US retail sales rose moderately; Core sales are strong

  • Retail sales rose 0.4% in April
  • Core retail sales rose 0.7%; March has been revised down slightly

WASHINGTON (Reuters) – U.S. retail sales increased less-than-expected in April, but the underlying trend was solid, suggesting consumer spending got off to a strong start in the second quarter, defying expectations of a recession this year.

A smaller-than-expected rebound in retail sales last month that the Commerce Department reported on Tuesday likely reflected a moderate rise in auto dealership receipts, which some economists said was due to lower prices. Automakers reported an increase in unit sales in April.

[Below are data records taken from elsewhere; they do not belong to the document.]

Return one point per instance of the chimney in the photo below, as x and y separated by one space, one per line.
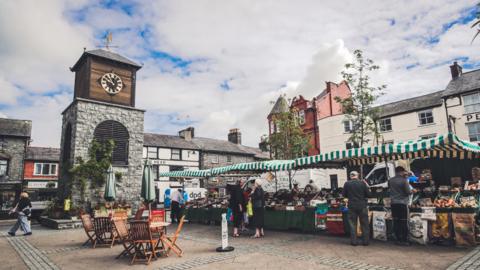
456 70
187 134
235 136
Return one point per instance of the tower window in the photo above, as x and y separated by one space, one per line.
113 130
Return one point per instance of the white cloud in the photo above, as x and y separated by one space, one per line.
261 48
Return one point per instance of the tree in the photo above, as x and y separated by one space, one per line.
288 141
92 173
358 107
477 22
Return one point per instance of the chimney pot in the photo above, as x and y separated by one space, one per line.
455 70
187 134
235 136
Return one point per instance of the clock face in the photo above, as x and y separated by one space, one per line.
112 83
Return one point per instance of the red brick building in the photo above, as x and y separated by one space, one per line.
311 111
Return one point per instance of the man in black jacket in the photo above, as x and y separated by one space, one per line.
357 193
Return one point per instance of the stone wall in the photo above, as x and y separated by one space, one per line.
84 116
14 148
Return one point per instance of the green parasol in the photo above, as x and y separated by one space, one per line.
110 192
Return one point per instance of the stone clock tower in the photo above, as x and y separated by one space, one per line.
103 108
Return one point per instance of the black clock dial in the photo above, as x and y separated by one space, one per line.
111 83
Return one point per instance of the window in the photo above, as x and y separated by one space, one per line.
152 152
3 167
425 117
385 124
428 136
176 154
155 172
113 130
45 169
474 131
347 126
472 103
301 117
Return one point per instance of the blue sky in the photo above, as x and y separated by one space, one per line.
216 65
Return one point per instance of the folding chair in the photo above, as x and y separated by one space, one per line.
89 230
103 231
171 242
145 246
123 234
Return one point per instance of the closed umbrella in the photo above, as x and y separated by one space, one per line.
148 184
110 192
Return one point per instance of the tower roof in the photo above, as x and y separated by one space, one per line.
281 106
106 55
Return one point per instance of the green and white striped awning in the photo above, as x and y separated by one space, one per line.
187 173
444 146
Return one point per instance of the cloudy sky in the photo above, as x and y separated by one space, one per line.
218 64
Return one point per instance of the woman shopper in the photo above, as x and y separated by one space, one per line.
23 211
258 200
236 204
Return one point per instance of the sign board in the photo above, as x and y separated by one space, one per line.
39 184
224 231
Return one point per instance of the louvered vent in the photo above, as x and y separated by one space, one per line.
119 134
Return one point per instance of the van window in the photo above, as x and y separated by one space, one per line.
377 177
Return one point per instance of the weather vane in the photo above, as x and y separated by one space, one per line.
108 41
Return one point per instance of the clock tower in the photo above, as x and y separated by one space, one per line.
103 108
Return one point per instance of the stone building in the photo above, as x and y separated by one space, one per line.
103 108
40 178
14 140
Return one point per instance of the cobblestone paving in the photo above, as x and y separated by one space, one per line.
31 256
471 261
269 249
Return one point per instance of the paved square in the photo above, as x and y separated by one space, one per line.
51 249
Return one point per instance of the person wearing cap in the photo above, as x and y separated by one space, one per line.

“Outright declines in spending will be needed in the remaining two months of the second quarter to spur a contraction in real personal consumption,” said Sal Guattieri, chief economist at BMO Capital Markets in Toronto. “This risks another delay in a long overdue recession, likely due to continued retaliatory spending, excess savings, and strong income growth.”

Retail sales rose 0.4% last month. Data for March was revised downward slightly to show sales falling by 0.7% instead of the 0.6% previously reported. Economists polled by Reuters had expected sales to rebound by 0.8%.

Retail sales are mostly commodities, usually purchased on credit, that are not adjusted for inflation. Receipts at auto dealers rose 0.4% after consecutive declines.

“This adds to the signs that auto prices are now falling, which is affecting the nominal value of sales,” said Andrew Hunter, deputy chief economist at Capital Economics.

However, higher borrowing costs and rates negatively affect consumers. Sales at building materials and garden equipment retailers rose 0.5%. Online retail sales rose 1.2%, likely as price-conscious consumers continued to seek discounts and deals. Furniture store sales fell 0.7%, while receipts at electronics and hardware stores fell 0.5%.

Spending on hobbies fell 3.3%, but consumers stepped up their purchases at health and personal care stores. Sales in food and beverage services, the only service category in the retail sales report, increased 0.6%. Economists see eating out as a leading indicator of home finances.

The rise in retail sales added to strong job growth in April suggesting that the economy was picking up in the spring after activity slowed in February and March. Spending is being supported by strong wage gains thanks to a tight labor market.

Some families still have savings built up during the COVID-19 pandemic. Economists expect a recession as the cumulative and delayed effects of the Fed’s fastest rate hike campaign since the 1980s to tame inflation begin to have a broader impact on the economy.

Banks are also tightening lending standards, which could make credit unavailable to some consumers.

Excluding autos, gasoline, building materials and food services, retail sales rebounded 0.7% last month. March data was revised slightly to show alleged core retail sales falling by 0.4% instead of the 0.3% previously reported.

Core retail sales correspond closely to the consumer spending component of GDP. Consumer spending, which accounts for more than two-thirds of US economic activity, accelerated in the first quarter, offsetting the burden on GDP growth from inventory drawdowns.

The economy grew at a rate of 1.1% annually in the most recent quarter. The Atlanta Federal Reserve estimates that GDP rose at a 2.7% pace in the second quarter.

(Reporting by Lucia Mutikani) Editing by Chizu Nomiyama

Our Standards: The Thomson Reuters Trust Principles.